The Learning Care Group, based in Novi, Mich., says it will limit TV and computer time for children, eliminate fried foods, serve fruits and-or vegetables at every meal, replace sugary drinks with water or plain, low-fat milk, and provide at least an hour of daily physical activity.

It will also allow mothers to provide breast milk for their children and accommodate mothers who want to breast feed.

The Learning Care Group says it provides early education and child care services to more than 100,000 children between the ages of 6 weeks and 13 years at its 900 centers around the country. The centers operate under five brand names: Childtime Learning Centers, Tutor Time Child Care/Learning Centers, The Children’s Courtyard, Montessori Unlimited and La Petite Academy.

Mrs.

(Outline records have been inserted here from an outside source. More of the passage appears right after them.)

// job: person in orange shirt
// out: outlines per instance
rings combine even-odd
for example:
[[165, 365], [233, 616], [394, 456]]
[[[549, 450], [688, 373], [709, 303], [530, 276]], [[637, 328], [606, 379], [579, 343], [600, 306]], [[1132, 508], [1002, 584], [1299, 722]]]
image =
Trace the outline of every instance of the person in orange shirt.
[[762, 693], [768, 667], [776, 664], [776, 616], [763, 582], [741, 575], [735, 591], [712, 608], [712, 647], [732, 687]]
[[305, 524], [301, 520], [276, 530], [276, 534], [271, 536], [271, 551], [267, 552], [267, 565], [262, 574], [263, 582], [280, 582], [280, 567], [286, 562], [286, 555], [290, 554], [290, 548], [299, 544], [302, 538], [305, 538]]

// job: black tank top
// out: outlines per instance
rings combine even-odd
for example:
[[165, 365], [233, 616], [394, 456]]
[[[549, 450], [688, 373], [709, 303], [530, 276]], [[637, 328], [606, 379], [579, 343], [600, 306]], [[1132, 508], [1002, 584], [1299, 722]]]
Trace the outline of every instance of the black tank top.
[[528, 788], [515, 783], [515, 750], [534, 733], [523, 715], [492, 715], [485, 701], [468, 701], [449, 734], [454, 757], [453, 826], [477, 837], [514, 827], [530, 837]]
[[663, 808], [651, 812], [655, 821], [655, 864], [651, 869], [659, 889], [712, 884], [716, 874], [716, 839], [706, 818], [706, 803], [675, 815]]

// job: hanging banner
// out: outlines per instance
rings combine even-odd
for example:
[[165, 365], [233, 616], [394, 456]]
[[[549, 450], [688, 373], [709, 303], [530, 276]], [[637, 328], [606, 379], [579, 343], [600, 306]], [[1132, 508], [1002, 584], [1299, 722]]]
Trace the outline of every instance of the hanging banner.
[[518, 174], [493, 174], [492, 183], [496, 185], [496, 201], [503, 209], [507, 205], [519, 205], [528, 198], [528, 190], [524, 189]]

Obama planned to visit a La Petite Academy center in the Washington suburb of Bowie, Md., on Thursday to applaud The Learning Care Group’s decision.

The first lady this week has been marking the fourth anniversary of “Let’s Move,” the initiative to combat childhood obesity that she launched in February 2010. The healthy eating and activity guidelines for child care centers, which were released in 2011, are part of that program.

Some 13,000 child care centers nationwide are now following the rules, said Sam Kass, the executive director of “Let’s Move.”

Getting kids off to a healthy start is “absolutely vital” because their tastes, preferences and habits are shaped in the earliest years of their lives, he said.

In October 2012, The Learning Care Group voluntarily put in place guidelines that mirror the steps the first lady has asked child care centers to take.

Formally adopting the first lady’s guidelines means the rules will be institutionalized across the company. The Learning Care Group will also now answer to the Partnership for a Healthier America, a third-party organization that supports the first lady’s effort by holding companies accountable for the commitments they make to improve the health of Americans.